Trophic Levels and Energy Pyramids
Why we use a pyramid shape is because as an organism eats another organism, they receive only 10% of the energy from the organism, which makes the top less and less populated with the consumers, and it shows the amount of energy left, which gets less as you go up, and no other shape gets smaller as it goes up.
Producers are in the largest level at the base because they have the most energy since they get it completely from the sun and the fact that their numbers are so large. Top predator are in the smallest level because they get the least of the energy out of them all and their population is the least.
Chemical Equation for Photosynthesis:
(water)+(carbon dioxide)-->(glucose[or sugar])+(oxygen)
C₆H₁₂0₆ We're Goin Down (anyone get that reference?)
What is needed for photosynthesis are sunlight, carbon dioxide, and water. What is produced by photosynthesis is oxygen.
Photosynthesis takes place in the chloroplast of a plant cell.
Radiant energy is transformed into chemical energy.
Tropism is turning or bending movement of an organism toward or away from an external stimulus, such as light, heat, or gravity.
An example of a tropism is lichen growing on a tree (thigmotropism). Another example is the arctic poppy's cup shaped flowers that face towards the sun (heliotropism).
These tropisms help the plants in the arctic survive by changing their growth in response to the stimulus, which could affect whether they survive or not.
The Role of Decomposers
Decomposers are vital to ecosystems because they are needed to break down waste and give nutrients to producers, which makes plants grow, which the consumers eat. If there were no decomposers, waste wouldn't be broken down, and nutrients wouldn't get to the producers, which would eventually kill off the producers, which means the consumers wouldn't have food and they would die off and we'd all die. :)

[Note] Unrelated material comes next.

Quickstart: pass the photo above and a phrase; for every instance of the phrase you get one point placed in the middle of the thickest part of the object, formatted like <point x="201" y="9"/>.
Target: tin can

Some types of decomposers in the arctic are arctic mushrooms or slime molds.
The importance of having adaptations is that it helps fit an organism to a specific location when or if a change happens to their environment. How it helps organisms survive is that adaptations increase its chance of survival. The different types of adaptations are structural and behavioral.
Adaptations that plants and animals need in the arctic are migration, hibernation, dormancy of plants, camouflage, shallow root systems, ability to grow under snow, growing close together and low to the ground, layers of fur (or thicker fur), claws, fast speed, patience, and etc....
If you place an organism from the arctic to another environment, such as the desert for example, the organisms from the arctic would overheat from too much heat in the desert and perish. Since the arctic animals have thick fur, there's no way they'd survive in the desert because of overheating.
Natural selection is the process by which certain inheritable traits become more common in a population over successive generations. Natural selection is important for organisms in an ecosystem, because those that make it more likely for an organism to survive and successfully reproduce better offspring.
Musk oxen are an example of natural selection. The environment was so cold that the musk oxen got thick overcoats of long straight hair that is all around their body, and an undercoat of thick brown fleece. Before their population was low, but when they got that natural selection, their population rose. The environment changed by getting colder, and that caused the musk oxen to get to natural selection, which made their coats thicker and warmer in general, which rose their population.